When tumor cells enter the blood stream and subsequently pass into the marrow of the bone, they begin to multiply and grow. This growing tumor destroys the bone around it and invades nerve fibers in and around the bone. If untreated, bone can become weakened and potentially fracture. Pain can become severe and even disabling, requiring large doses of narcotic medications to control. Bone metastases that are at risk of fracture, particularly the bones of the legs, may be treated surgically, often with placement of a metal rod to stabilize the bone. External radiation is currently the standard of care in patients with bone pain. Radiation results in reduction in pain for a majority of patients. However, this can take 4-6 weeks to improve symptoms and about 20-30% of patients with bone pain will not respond to radiation therapy. Some patients who have recurrent pain at sites of previous radiation therapy cannot be retreated with radiation due to dose limitations of radiation treatment.

Image-guided interventional radiologic treatment of bone tumor has rapidly evolved and proven effective in treatment of certain metastatic bone tumors. This treatment has been seen to be particularly well suited to patients with only one or a few metastatic lesions, especially if these lesions are locally destroying bone (lytic), often seen in lung and kidney tumors. Interventional treatment is more difficult and typically not utilized in more dense (blastic) metastatic tumors, typically seen with prostate and breast cancers.

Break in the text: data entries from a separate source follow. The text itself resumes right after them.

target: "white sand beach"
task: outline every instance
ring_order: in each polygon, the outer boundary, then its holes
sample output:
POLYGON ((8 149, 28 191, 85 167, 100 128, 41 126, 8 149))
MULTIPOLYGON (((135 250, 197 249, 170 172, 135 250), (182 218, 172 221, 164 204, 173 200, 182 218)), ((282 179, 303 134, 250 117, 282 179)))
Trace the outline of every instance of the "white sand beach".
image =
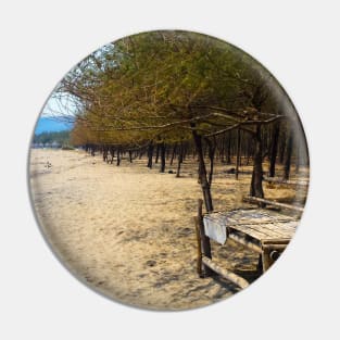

Procedures commonly utilized by the interventional radiologist in the treatment of metastatic bony tumor include embolization, radiofrequency ablation, and methacrylate injection.
Embolization
Embolization is utilized to decrease blood flow to tumor. It may be used prior to surgical removal of tumor to greatly decrease blood loss during surgery. It may also be used in combination with radiofrequency ablation of tumor. During the embolization procedure, a tiny plastic catheter is advanced into the artery at the top of one leg and is then guided under x-ray visualization into the vessel supplying the particular bone and the bone tumor. This small catheter is advanced into the vessel as close to the tumor as possible and very tiny plastic particles are then injected to block the blood vessels going to the tumor. When used in combination with radiofrequency ablation of tumor, this decreased blood flow helps to promote cell death during the ablation procedure.

Radiofrequency Ablation

Radiofrequency ablation (RFA) is a rapidly growing technology that can be very effective in appropriate cases of metastatic tumor. A needle is guided through the skin using CAT scan guidance with the tip of the needle placed into the tumor. An electric current is then administered through the needle, causing heating of the cells around the needle and resulting in tumor death. The needle is then removed and a small bandage applied. The procedure usually takes about 30 minutes to treat a single lesion, and several lesions can be treated in a single session if necessary. In one multicenter study, 59/62 patients (95%) experienced a clinically significant drop in their pain level and required less medication to control pain.

Methacrylate Injection

When there is concern about possible fracture through a lesion following ablation, methacrylate injection (osteoplasty) may be utilized. Methacrylate is a glue-like cement, acting to replace destroyed bone in area of metastatic tumor. The cement can be injected through the needle used to guide the RFA probe into place, prior to its removal. The methacrylate may also have the effect of killing some nerve fibers in the area of destroyed bone, augmenting pain relief.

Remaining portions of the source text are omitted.